La respuesta ciudadana fue contundente ante los agoreros del desastre nacional, a los vividores de la denostación, quedó claro que la ciudadanía conoce y percibe lo que hacen esos grupos que buscaron la división. Ni siquiera las mentiras que se fraguaron en algunos medios de comunicación y redes sociales para dividir y confrontar tuvieron eficacia. Las personas no se creyeron las historias, hubo sentido común en México.

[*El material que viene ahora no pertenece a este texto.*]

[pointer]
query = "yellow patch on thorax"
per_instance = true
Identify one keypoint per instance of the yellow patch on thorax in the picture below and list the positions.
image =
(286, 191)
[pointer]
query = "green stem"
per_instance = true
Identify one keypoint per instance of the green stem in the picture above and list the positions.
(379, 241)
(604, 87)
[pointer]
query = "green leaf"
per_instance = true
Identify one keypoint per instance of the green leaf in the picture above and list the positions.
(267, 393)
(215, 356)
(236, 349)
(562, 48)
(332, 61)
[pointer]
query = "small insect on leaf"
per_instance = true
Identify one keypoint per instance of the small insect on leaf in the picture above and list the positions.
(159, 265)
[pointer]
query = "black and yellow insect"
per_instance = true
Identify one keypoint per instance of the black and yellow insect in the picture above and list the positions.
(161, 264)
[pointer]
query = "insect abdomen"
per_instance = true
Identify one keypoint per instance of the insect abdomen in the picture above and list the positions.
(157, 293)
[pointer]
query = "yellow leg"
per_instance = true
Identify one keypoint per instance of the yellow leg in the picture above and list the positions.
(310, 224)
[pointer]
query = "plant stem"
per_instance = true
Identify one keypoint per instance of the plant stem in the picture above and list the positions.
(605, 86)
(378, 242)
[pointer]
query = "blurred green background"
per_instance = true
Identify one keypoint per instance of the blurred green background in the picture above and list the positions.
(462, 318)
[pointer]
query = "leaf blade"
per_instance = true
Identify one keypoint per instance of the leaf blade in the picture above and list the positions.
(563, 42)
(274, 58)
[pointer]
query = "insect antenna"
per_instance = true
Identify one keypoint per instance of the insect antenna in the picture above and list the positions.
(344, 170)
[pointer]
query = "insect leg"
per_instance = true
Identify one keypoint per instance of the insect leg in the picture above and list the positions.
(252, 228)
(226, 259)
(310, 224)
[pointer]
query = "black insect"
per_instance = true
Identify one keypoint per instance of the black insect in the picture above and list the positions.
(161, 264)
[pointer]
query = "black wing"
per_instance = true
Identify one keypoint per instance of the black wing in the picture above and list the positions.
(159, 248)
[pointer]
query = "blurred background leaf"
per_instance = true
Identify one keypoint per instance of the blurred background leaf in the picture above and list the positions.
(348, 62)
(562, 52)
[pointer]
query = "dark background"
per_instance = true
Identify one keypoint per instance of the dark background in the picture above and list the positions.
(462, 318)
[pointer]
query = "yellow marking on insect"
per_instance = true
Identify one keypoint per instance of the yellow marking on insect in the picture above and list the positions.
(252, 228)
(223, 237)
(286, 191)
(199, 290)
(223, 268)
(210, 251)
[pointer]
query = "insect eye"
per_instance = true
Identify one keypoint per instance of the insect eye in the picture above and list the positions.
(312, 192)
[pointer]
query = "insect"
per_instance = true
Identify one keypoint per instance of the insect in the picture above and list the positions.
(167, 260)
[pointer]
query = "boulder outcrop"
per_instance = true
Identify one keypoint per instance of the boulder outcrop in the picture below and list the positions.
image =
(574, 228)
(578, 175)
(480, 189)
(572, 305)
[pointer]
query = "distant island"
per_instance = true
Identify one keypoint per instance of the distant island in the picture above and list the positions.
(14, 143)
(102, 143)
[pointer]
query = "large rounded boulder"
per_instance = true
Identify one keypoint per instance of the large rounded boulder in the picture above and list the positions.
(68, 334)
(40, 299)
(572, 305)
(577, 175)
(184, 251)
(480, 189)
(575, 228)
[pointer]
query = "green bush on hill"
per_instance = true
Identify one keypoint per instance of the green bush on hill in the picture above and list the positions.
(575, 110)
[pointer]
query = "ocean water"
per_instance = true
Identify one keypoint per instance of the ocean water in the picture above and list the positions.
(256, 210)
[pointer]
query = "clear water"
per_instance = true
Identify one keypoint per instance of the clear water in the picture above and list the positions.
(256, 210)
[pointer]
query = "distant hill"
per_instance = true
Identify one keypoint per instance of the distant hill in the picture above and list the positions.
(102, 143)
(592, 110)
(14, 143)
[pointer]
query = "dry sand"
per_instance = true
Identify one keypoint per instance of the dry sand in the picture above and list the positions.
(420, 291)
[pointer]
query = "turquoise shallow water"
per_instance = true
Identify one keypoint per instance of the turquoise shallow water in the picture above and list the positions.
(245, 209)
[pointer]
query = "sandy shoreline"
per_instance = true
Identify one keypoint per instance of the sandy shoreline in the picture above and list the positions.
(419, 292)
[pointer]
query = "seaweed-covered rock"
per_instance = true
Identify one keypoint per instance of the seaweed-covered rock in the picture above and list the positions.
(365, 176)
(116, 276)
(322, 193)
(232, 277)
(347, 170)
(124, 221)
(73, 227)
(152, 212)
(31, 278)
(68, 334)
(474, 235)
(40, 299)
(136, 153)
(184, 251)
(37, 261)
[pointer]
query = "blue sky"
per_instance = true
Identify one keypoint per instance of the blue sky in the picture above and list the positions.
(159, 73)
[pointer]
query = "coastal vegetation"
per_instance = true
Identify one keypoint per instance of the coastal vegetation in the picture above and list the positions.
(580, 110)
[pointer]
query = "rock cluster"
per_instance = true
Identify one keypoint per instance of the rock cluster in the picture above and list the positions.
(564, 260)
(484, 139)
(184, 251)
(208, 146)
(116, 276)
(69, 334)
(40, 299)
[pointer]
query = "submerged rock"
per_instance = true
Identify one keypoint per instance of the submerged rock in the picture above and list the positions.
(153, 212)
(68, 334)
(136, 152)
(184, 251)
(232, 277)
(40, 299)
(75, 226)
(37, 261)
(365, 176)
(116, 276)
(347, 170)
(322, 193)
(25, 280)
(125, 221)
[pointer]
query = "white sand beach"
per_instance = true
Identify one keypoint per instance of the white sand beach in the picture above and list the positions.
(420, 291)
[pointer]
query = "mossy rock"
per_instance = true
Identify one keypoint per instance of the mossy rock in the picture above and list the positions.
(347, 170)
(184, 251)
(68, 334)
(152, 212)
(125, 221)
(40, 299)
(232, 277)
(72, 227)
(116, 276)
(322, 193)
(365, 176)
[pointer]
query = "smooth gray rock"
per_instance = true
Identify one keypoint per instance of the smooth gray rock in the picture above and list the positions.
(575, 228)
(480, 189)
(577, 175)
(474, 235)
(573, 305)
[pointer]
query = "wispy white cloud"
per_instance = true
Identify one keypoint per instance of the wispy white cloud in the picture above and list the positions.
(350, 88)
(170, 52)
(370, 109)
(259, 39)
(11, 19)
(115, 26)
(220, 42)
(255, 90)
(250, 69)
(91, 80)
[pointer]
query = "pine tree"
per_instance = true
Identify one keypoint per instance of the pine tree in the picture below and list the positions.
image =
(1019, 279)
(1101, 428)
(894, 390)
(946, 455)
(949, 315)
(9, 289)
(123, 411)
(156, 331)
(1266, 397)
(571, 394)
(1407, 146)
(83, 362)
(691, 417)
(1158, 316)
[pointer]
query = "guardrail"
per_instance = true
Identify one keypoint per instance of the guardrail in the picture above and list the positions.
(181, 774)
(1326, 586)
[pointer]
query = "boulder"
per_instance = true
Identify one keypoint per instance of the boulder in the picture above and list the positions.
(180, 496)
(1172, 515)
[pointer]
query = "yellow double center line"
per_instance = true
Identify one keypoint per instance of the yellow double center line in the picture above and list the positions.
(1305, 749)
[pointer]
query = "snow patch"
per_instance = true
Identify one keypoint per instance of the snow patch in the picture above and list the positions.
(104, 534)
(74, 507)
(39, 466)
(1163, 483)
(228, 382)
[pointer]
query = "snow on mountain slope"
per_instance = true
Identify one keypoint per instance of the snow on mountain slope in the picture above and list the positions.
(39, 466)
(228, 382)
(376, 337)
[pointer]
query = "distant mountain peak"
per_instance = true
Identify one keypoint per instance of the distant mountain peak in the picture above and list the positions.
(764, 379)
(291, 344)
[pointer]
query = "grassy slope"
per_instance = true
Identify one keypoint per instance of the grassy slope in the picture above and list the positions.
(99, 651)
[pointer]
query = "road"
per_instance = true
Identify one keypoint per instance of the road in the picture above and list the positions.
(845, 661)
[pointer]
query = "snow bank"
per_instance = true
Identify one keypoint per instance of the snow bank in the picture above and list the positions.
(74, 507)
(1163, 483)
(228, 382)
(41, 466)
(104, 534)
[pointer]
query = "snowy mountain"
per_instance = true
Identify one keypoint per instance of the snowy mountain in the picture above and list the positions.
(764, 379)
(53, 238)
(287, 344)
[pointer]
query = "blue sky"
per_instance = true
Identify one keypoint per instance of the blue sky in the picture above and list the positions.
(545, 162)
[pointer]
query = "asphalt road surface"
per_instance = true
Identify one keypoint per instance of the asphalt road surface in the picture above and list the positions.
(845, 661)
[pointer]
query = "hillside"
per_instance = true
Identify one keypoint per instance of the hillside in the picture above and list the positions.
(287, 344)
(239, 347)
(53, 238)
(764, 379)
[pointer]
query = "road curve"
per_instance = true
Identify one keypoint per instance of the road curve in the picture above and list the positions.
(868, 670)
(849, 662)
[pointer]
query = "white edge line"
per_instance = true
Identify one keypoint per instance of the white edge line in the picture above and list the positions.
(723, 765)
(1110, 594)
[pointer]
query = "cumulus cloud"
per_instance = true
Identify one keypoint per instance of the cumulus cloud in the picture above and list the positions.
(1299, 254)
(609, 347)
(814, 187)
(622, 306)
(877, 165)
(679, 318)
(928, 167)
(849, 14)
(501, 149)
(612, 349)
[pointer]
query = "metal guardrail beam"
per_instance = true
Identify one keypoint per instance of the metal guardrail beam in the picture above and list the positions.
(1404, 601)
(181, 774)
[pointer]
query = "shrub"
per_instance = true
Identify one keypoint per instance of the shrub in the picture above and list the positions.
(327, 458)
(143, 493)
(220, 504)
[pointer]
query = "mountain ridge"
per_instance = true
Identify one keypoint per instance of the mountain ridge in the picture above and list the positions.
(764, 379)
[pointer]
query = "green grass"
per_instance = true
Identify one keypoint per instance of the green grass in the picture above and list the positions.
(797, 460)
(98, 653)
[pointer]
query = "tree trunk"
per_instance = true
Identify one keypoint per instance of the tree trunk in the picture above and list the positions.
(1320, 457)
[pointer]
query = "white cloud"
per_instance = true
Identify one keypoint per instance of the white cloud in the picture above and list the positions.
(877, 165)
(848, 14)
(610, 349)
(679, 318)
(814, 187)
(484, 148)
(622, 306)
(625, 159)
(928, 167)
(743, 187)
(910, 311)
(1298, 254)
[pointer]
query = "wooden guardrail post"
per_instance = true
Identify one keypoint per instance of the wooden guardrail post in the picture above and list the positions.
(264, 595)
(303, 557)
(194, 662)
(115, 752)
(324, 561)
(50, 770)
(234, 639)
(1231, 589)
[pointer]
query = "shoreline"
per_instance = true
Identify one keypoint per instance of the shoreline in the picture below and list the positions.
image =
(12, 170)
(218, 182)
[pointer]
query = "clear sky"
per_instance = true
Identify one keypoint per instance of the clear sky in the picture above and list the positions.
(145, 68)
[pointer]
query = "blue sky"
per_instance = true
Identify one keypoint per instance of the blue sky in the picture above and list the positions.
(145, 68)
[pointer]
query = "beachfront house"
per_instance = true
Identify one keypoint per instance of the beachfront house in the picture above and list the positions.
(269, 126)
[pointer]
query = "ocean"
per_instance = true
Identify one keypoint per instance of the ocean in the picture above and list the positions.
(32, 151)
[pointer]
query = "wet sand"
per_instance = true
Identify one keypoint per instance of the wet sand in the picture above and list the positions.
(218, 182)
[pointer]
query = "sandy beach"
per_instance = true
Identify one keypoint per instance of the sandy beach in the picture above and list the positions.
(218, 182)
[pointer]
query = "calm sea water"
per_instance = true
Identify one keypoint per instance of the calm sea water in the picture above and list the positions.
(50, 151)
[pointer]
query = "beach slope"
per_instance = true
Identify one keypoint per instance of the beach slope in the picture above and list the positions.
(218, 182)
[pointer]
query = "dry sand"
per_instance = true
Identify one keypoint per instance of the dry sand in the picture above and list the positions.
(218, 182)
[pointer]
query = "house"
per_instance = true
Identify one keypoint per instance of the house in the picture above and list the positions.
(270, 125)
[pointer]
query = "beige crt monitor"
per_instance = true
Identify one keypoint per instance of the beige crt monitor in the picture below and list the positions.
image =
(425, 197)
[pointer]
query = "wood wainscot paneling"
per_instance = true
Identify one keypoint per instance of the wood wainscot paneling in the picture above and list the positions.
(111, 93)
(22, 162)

La reconstrucción requerirá esfuerzo y compromiso de sociedad y gobierno, hay mucho que hacer y se requieren grandes recursos. Todo lo que ha significado la movilización ciudadana deja lecciones a la clase política nacional, que deberá reestructurarse para una sociedad que siempre estuvo ahí y que muchos no quisieron o no pudieron ver. Hoy las cosas son distintas para gobierno, partidos políticos y ciudadanía. El reto está en reconstruir casas, edificios y carreteras, pero también en reconstruir la confianza, la legitimidad y la credibilidad del sistema político mexicano.